In order to make a decent living, however, he had to do things other than just giving lessons on life-and-death. While working as an employee at a local gas station, he ran into three gang members looking to pump gas. Cha sensed instinctively they were going to fly without paying. He was right. Approaching their car, Cha and the punks got into an altercation in which the classically trained Kung-Fu expert (another product of his intensive childhood training) drummed three of them pretty good. They paid.
About a week later, a group of thirty gang members, along with the three that took a beating, marched into the gas station looking for Cha. To find sufficient moving space, Cha walked out to the front yard and proceeded to knock out two of them. In this dire do-or-die situation, Cha knew the only way to get out of it alive was to act calm and confident. Impressed at the sight of this unfazed Asian warrior under serious pressure, the boss said to Cha, "Who the ---- do you think you are, Bruce Lee? If you acted like a coward we would've already killed you." The boss and his followers left without causing any more trouble.

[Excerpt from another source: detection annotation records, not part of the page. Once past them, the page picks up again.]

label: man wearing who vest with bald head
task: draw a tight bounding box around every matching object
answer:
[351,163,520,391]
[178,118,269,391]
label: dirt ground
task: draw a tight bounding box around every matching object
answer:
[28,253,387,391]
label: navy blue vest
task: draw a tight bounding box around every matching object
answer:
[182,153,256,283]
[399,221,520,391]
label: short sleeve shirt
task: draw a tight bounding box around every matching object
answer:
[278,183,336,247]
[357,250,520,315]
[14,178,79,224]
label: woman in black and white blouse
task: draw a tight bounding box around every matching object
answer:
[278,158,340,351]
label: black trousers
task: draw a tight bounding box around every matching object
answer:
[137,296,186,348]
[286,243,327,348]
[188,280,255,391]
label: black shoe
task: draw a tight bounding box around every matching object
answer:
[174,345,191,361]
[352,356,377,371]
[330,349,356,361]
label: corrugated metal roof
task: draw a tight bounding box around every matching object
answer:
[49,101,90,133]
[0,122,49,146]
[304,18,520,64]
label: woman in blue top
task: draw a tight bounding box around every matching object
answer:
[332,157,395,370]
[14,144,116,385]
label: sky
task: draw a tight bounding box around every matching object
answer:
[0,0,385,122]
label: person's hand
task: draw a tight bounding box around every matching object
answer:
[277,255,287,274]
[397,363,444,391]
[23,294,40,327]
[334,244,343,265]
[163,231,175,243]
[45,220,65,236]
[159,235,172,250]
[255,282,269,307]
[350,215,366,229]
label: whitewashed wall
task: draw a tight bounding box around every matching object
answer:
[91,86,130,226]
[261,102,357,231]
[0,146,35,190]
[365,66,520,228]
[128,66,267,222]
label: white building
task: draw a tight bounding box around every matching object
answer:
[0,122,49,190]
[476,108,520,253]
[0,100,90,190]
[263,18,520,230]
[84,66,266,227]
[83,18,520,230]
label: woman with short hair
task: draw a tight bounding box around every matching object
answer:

Surviving the incident, Cha quit his job at the gas station. Instead, he spent a considerable amount of time to learn how to play poker professionally with Chip Johnson, a renowned poker theorist in southern California. Combining game theory with his instinct of a professional Baduk player created a monster of a poker player. Throughout the 80s, Cha earned his reputation as one of the most successful pro gamblers in the country.
Despite his success in poker, however, his true love remained with Baduk. As a North American representative, he entered the 2nd Fujitsu World Championship in 1989 and beat two 9 dans from Japan to reach the quarterfinals, only to lose in the following round to his good friend Cho HoonHyun 9 dan. It was a stunning come-from-behind victory for Cho, which Kobayashi Koich 9 dan claimed in private an intentional loss by Cha. Cha responded to the charge saying, "I was clearly winning by a lot but when I started thinking about beating Cho HoonHyun, no less, I just couldn't keep my composure. I started to make mistakes. The truth is, I choked." The controversy notwithstanding, he went on to make history the following year by beating Japan's number one Cho Chikun 9 dan to again advance to the quarterfinals. He holds a notable 8-1 all-time record against Japanese players.
Jimmy Cha is a former one-time American Go Association president who is currently sponsoring a pro tournament in China as well as one in the United States. His incredible story is being developed into a novel and TV series in Korea by prominent Baduk journalist Noh Seung Il. The title fits his dramatic life and career as a quintessential professional, which is simply dubbed, "All-In."